17/06/2026 21:31 - Politica
Horizonte político argentino con figuras dividiéndose en diferentes direcciones, simbolizando las migraciones políticas
Horacio Rodríguez Larreta a clairement affiché ses intentions politiques et n'a pas ménagé son ancienne colistière et actuelle ministre de la Sécurité, Patricia Bullrich. Lors d'une interview sur le stream de Gelatina, l'ancien chef du gouvernement porteño a lancé une phrase rapidement devenue virale : « Les canards sont des oiseaux migrateurs, c'est l'histoire de sa vie ».
Rodríguez Larreta se retrouve dans un limbo politique après l'éclatement de Juntos por el Cambio (Ensemble pour le changement) et l'ascension du libertarianisme. Il était considéré comme le candidat naturel de la coalition d'opposition, mais le « tsunami libertaire » qui a porté Javier Milei à la présidence a enseveli ses aspirations présidentielles.
Juntos por el Cambio était une coalition de centre-droit formée en 2015, unissant principalement le PRO (Proposition républicaine, parti de centre-droit créé par Mauricio Macri), l'UCR (Union civique radicale, parti centriste historique) et d'autres forces. Cette alliance a gouverné l'Argentine de 2015 à 2019 sous la présidence de Mauricio Macri, puis est devenue la principale force d'opposition jusqu'à son éclatement en 2023 après la défaite électorale.
Maintenant, le dirigeant cherche à retourner à la ville de Buenos Aires, là où il a construit son profil de bon administrateur durant deux mandats comme chef du gouvernement (2015-2023). Larreta a été défait lors des élections porteñas de 2023, arrivant à une surprenante troisième place.
La critique de Larreta ne s'est pas limitée à Bullrich. Il s'est également exprimé sur le chef de cabinet, Manuel Adorni, qu'il a qualifié de « une honte ». Cette déclaration prend tout son sens dans le contexte actuel où Adorni fait face à une motion de censure au Congrès avec 120 signatures collectées sur les 129 nécessaires.
Le fonctionnaire est sous investigation pour une augmentation patrimoniale passant de 20 millions à 944 millions de pesos (soit une hausse de 775%), en plus d'avoir reconnu une omission de 500 000 USD dans ses déclarations de patrimoine. Le juge Ariel Lijo mène l'enquête.

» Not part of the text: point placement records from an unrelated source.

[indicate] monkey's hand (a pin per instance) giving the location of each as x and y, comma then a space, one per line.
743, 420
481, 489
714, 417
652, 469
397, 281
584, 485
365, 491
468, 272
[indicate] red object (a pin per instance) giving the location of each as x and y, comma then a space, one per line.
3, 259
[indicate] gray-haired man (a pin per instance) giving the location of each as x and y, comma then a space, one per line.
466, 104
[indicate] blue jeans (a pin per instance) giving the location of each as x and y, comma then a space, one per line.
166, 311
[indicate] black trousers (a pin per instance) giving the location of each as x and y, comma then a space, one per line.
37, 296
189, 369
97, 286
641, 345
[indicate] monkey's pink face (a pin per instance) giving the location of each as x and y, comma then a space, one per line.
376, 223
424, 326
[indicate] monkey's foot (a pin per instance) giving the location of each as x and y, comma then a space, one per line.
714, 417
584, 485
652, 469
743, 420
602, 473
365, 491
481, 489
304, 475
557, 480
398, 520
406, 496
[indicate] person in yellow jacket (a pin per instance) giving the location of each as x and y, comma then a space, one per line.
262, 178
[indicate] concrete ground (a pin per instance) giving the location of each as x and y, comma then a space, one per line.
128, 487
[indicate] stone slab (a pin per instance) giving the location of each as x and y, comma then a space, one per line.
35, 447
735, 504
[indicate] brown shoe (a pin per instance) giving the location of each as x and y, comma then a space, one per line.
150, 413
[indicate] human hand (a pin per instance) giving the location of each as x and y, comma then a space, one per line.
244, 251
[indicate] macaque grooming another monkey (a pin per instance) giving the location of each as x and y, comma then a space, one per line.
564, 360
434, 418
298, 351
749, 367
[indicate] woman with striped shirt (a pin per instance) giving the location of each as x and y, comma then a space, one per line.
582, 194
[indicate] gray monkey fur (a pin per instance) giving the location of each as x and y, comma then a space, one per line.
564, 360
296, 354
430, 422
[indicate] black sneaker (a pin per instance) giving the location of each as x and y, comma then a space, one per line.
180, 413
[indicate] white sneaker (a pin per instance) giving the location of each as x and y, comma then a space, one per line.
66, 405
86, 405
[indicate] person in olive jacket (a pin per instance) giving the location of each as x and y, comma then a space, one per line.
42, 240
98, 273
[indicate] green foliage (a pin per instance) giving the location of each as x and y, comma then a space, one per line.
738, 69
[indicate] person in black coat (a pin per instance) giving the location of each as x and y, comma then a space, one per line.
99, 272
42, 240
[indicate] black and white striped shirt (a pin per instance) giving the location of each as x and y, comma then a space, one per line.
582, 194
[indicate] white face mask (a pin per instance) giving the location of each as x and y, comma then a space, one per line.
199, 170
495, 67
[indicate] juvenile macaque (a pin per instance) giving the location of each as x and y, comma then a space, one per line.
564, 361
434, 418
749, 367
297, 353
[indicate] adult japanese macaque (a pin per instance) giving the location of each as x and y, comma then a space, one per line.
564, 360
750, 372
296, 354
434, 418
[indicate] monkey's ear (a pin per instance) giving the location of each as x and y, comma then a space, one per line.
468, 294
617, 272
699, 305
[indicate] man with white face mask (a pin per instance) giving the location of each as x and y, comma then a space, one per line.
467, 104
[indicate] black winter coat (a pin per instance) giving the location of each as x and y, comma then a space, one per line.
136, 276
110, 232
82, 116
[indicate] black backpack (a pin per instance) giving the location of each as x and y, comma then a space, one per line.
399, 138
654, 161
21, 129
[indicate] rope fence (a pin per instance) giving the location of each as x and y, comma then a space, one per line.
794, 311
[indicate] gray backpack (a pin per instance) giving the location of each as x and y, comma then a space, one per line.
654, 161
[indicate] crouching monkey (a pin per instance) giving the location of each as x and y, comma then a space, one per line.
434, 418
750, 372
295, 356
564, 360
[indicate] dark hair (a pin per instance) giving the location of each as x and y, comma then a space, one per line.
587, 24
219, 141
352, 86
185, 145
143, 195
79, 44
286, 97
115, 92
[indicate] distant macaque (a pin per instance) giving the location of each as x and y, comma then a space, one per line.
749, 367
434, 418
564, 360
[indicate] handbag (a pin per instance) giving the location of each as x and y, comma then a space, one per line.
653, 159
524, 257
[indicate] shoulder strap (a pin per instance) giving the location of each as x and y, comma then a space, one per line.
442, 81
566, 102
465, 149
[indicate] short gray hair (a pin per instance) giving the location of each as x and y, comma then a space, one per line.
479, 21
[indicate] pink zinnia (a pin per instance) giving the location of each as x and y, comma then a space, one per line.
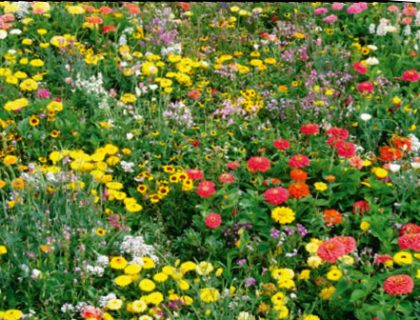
276, 195
399, 284
411, 76
213, 220
205, 189
309, 128
299, 161
260, 164
281, 144
331, 250
195, 174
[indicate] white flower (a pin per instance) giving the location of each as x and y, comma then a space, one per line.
365, 116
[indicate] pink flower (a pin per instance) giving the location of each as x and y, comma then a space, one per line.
320, 10
337, 6
213, 220
357, 8
330, 19
411, 76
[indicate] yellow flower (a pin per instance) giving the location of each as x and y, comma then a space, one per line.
320, 186
114, 304
118, 263
403, 257
3, 250
327, 293
208, 295
123, 280
283, 215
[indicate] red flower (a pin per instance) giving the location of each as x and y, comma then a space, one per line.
331, 250
281, 144
226, 178
332, 217
258, 164
411, 75
345, 149
359, 67
195, 174
213, 220
298, 190
205, 189
276, 195
233, 165
365, 86
409, 241
338, 133
360, 207
298, 161
399, 284
309, 129
382, 258
348, 242
298, 175
410, 228
389, 153
194, 94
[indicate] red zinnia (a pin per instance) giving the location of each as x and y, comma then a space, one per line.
213, 220
195, 174
409, 241
276, 195
331, 250
359, 67
365, 87
345, 149
260, 164
281, 144
309, 129
298, 190
360, 207
298, 175
411, 75
399, 284
332, 217
298, 161
226, 178
205, 189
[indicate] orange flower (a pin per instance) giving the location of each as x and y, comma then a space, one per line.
298, 190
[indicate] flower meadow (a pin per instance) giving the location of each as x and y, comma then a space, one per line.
209, 160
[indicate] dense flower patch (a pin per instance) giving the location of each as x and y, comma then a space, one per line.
193, 160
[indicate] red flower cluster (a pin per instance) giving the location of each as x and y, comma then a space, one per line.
213, 220
309, 129
205, 189
260, 164
399, 284
299, 161
333, 249
276, 195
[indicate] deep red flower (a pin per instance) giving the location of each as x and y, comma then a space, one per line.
276, 195
331, 250
409, 241
411, 76
281, 144
365, 86
399, 284
299, 161
205, 189
359, 67
260, 164
309, 129
213, 220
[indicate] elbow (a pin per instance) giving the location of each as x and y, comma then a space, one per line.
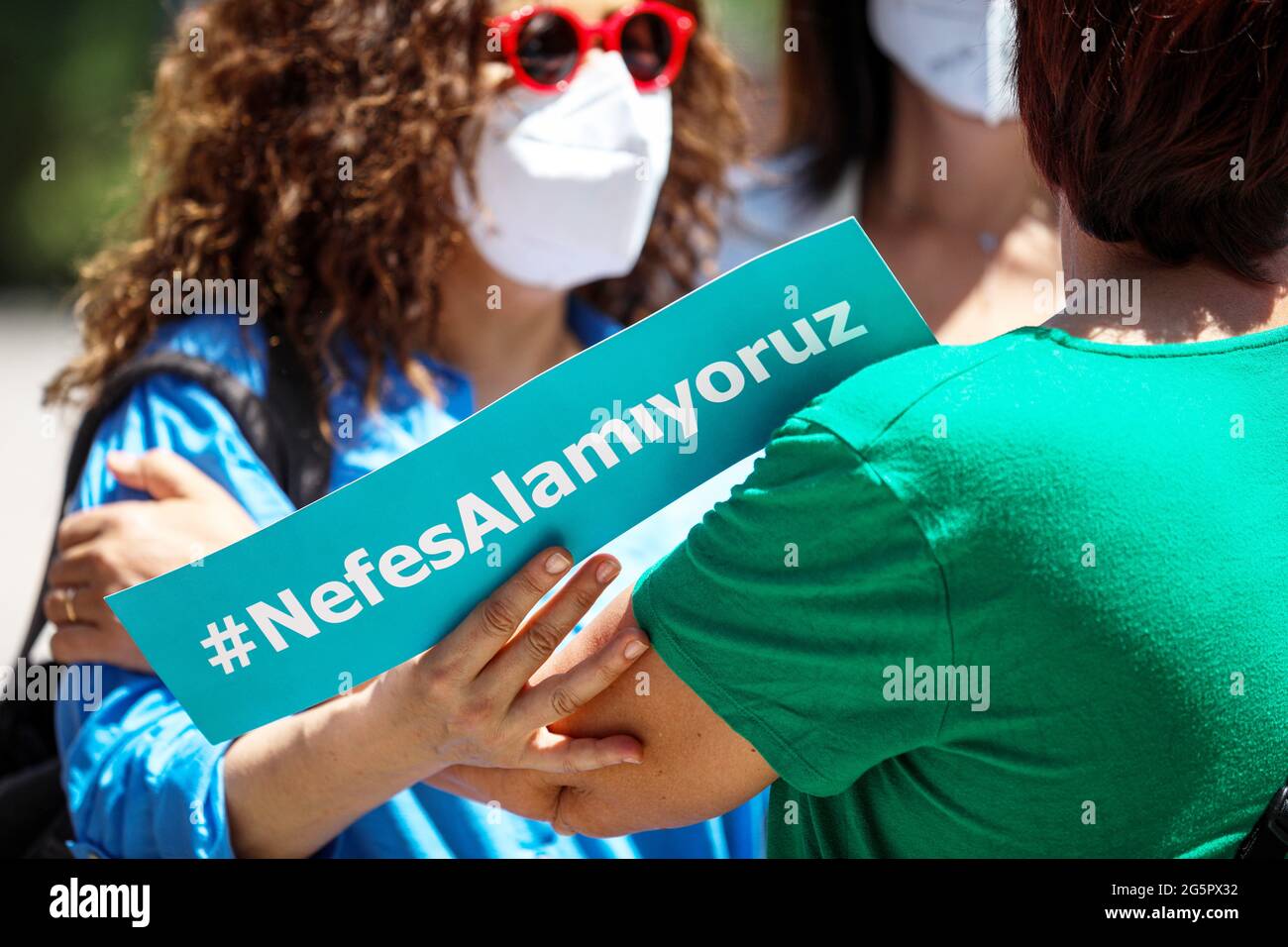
580, 810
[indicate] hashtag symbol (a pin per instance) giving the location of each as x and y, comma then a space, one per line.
228, 644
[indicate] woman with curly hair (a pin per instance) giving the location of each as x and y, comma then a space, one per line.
429, 201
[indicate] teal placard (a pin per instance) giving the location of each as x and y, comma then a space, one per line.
377, 571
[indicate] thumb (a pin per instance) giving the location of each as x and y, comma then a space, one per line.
162, 474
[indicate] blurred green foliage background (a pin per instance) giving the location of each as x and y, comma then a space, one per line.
71, 76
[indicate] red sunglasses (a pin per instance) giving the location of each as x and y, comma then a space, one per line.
546, 46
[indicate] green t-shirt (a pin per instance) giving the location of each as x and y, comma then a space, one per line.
1104, 528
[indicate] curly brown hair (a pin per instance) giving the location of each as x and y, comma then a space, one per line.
240, 147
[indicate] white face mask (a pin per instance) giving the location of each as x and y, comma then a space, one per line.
568, 183
958, 51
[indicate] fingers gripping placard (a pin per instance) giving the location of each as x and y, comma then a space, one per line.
380, 570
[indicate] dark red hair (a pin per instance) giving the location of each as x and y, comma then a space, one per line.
1163, 121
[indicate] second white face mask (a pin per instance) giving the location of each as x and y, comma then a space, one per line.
958, 51
568, 183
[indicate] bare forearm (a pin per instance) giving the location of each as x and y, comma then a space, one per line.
296, 784
694, 766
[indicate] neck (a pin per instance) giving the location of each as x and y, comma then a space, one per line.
905, 189
1162, 303
496, 331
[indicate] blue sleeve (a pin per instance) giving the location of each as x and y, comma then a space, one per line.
141, 779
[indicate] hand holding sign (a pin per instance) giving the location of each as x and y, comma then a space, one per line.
377, 571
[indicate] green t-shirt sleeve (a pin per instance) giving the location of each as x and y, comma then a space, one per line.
785, 607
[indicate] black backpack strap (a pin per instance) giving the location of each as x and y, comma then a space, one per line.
1269, 838
292, 399
281, 428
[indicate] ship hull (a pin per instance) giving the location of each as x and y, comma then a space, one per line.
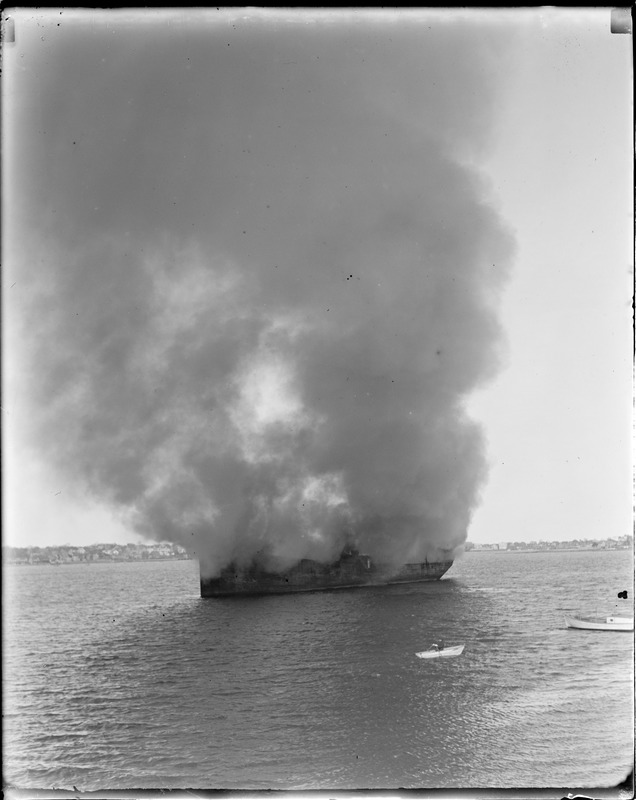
352, 572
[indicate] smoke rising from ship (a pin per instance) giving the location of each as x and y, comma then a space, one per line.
266, 280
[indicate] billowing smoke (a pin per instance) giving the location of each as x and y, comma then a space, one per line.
264, 278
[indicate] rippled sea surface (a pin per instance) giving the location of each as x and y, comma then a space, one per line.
120, 675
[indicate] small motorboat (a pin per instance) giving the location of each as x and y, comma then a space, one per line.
601, 623
441, 652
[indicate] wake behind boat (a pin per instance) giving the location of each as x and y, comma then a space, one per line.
441, 652
601, 623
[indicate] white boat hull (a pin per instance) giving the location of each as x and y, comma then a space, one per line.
600, 623
447, 652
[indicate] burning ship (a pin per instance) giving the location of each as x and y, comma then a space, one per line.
351, 570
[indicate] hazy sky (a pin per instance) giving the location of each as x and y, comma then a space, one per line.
276, 255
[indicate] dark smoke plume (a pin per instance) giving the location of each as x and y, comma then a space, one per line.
265, 279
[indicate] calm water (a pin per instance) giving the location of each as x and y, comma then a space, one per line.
119, 675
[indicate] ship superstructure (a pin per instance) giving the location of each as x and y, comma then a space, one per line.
351, 570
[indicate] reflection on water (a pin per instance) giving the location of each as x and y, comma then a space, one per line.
120, 675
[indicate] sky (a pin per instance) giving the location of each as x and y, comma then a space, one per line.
290, 277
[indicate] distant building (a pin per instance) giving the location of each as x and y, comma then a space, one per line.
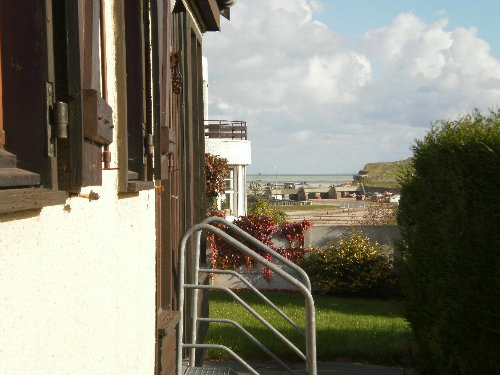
279, 193
346, 191
228, 139
306, 193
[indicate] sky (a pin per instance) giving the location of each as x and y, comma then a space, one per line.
327, 86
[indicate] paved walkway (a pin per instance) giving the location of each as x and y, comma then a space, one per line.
324, 368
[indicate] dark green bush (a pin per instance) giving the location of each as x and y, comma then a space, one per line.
356, 267
449, 216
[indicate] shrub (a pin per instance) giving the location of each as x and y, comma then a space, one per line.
356, 266
294, 233
263, 207
449, 216
225, 256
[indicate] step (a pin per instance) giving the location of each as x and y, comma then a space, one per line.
209, 371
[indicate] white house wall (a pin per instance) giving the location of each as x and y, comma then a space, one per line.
235, 151
78, 280
242, 193
78, 286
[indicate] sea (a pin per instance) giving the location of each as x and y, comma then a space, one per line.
313, 180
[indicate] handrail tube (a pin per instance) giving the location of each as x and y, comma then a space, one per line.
194, 306
310, 311
267, 249
256, 291
251, 337
222, 347
251, 311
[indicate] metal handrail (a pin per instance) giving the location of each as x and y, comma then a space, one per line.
310, 356
251, 337
251, 311
257, 292
220, 347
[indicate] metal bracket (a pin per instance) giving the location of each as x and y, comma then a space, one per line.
61, 120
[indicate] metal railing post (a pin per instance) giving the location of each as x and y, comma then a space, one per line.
303, 287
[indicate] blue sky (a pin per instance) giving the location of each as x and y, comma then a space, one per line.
353, 17
327, 86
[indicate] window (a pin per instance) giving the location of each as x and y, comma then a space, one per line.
56, 124
149, 139
228, 200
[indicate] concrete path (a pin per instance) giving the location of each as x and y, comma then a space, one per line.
324, 368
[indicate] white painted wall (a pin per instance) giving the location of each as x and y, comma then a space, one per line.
242, 190
78, 286
234, 150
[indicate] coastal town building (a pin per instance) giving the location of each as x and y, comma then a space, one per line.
229, 140
307, 193
101, 171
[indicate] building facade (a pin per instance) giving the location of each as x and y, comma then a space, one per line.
101, 171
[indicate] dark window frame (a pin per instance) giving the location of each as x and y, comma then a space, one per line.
52, 74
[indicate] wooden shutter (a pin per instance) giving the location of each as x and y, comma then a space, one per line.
90, 117
136, 33
164, 134
27, 77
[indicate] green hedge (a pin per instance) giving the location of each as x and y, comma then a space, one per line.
449, 216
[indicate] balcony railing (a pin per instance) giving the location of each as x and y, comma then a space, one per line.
226, 129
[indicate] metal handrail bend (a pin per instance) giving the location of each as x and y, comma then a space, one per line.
251, 337
257, 292
305, 290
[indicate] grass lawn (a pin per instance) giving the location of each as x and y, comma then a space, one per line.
312, 207
355, 329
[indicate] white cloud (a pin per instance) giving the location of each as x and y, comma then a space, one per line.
316, 103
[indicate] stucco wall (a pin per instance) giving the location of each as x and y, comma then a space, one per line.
78, 286
235, 151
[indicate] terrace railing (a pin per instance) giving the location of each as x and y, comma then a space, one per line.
226, 129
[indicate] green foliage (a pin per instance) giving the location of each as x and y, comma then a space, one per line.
263, 207
362, 330
449, 216
356, 266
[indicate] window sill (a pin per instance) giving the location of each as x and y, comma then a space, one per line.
13, 200
137, 186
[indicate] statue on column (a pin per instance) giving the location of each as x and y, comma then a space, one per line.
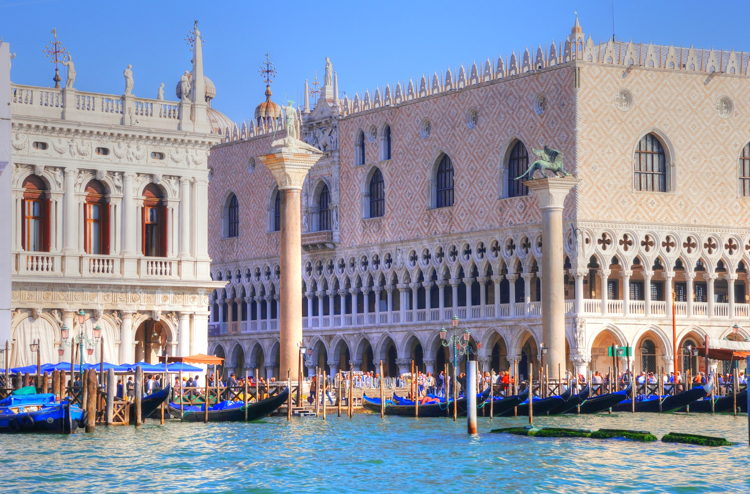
128, 75
550, 160
71, 72
328, 79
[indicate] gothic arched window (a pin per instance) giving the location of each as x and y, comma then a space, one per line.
650, 165
324, 209
744, 169
359, 149
386, 152
377, 195
154, 222
96, 219
35, 215
444, 183
518, 163
232, 217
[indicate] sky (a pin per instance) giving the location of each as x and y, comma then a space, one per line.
371, 44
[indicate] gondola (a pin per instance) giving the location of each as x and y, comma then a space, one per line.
39, 413
601, 403
666, 403
228, 411
150, 403
440, 409
721, 404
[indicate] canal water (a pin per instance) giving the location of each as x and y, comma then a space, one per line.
367, 454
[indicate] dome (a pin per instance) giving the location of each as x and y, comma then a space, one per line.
219, 122
210, 88
268, 109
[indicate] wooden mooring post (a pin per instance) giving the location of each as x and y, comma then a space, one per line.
111, 387
92, 399
138, 395
382, 392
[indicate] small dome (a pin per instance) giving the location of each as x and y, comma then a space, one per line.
268, 109
210, 88
219, 122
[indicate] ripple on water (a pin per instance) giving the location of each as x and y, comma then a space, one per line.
366, 453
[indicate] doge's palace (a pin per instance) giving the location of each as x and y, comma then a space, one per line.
109, 200
414, 214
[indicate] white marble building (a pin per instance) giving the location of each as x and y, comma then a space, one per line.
109, 201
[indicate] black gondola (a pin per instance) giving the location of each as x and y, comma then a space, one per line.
150, 403
236, 412
601, 403
661, 403
439, 409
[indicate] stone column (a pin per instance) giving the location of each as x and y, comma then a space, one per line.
626, 292
647, 275
289, 162
127, 346
183, 328
550, 193
689, 278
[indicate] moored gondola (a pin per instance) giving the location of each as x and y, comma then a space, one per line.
231, 411
666, 403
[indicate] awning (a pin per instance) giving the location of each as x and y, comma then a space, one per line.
196, 359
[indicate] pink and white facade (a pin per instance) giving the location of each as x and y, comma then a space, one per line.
413, 216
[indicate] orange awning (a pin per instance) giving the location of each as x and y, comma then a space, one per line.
197, 359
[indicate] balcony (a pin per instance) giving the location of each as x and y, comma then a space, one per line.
317, 241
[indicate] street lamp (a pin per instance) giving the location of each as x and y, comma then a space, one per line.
460, 343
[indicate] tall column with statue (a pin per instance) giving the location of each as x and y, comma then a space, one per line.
289, 161
550, 193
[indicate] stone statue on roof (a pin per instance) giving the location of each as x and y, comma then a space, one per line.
128, 75
71, 72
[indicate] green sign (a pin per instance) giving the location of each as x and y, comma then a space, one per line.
622, 351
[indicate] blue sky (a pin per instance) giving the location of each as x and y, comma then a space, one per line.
370, 43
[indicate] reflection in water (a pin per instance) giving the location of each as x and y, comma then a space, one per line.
367, 454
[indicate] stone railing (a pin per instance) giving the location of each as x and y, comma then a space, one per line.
107, 109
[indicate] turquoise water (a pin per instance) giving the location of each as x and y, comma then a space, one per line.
367, 454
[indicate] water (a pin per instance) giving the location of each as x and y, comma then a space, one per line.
367, 454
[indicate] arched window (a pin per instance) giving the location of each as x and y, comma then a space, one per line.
650, 165
359, 149
377, 195
154, 222
324, 209
745, 171
386, 152
232, 217
96, 219
444, 183
518, 163
274, 218
35, 215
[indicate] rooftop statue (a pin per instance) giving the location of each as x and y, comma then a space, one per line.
128, 75
71, 72
550, 159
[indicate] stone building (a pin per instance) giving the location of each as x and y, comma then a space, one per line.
414, 215
109, 202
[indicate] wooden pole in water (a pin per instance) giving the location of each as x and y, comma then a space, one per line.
317, 391
382, 392
531, 394
735, 384
257, 386
323, 394
244, 395
349, 400
207, 398
138, 394
110, 396
92, 399
289, 396
339, 392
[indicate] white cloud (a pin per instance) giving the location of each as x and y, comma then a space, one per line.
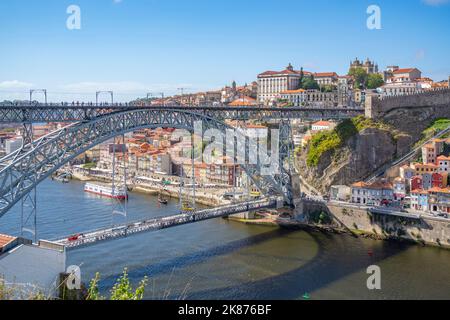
15, 84
435, 2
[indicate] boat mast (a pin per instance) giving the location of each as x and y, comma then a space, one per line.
193, 172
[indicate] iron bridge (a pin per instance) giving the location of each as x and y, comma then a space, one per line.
73, 113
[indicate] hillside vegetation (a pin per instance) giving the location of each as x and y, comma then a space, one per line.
436, 127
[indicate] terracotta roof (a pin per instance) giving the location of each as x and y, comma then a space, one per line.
293, 91
439, 190
443, 158
419, 191
375, 185
325, 74
283, 72
322, 124
5, 240
360, 184
244, 101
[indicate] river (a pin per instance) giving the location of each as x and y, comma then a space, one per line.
219, 259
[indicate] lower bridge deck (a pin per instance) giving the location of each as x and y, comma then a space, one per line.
133, 228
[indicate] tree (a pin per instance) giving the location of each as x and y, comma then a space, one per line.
374, 81
360, 77
122, 290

La métaphore de Larreta fait référence à la trajectoire politique de Bullrich, qui a traversé différents espaces politiques : du péronisme dans les années 90 (avec le Parti justicialiste, le mouvement politique dominant en Argentine), en passant par le radicalisme (l'UCR), puis Juntos por el Cambio, et finalement en rejoignant le gouvernement de Milei. La phrase suggère que la ministre « migre » selon les convenances politiques du moment, changeant d'allégeance au gré des opportunités.
Rodríguez Larreta a confirmé son intention de concourir à nouveau pour la ville de Buenos Aires, cherchant à récupérer le terrain perdu lors des dernières élections. Le dirigeant mise sur son image de gestionnaire efficace et son expérience d'ancien chef du gouvernement pour se réinsérer dans la scène politique.
La ville de Buenos Aires est la capitale fédérale de l'Argentine. Elle dispose d'un statut autonome depuis 1996, avec son propre chef du gouvernement (équivalent d'un maire) élu au suffrage universel. C'est un bastion politique traditionnel du centre-droit, et le laboratoire politique où Larreta a construit sa carrière.
La rupture de Juntos por el Cambio après les élections de 2023 a laissé de nombreux dirigeants dans un scénario d'incertitude. Larreta, qui avait été vaincu lors des primaires présidentielles par Patricia Bullrich, cherche maintenant à reconstruire son capital politique depuis la base qu'il connaît le mieux : la ville de Buenos Aires.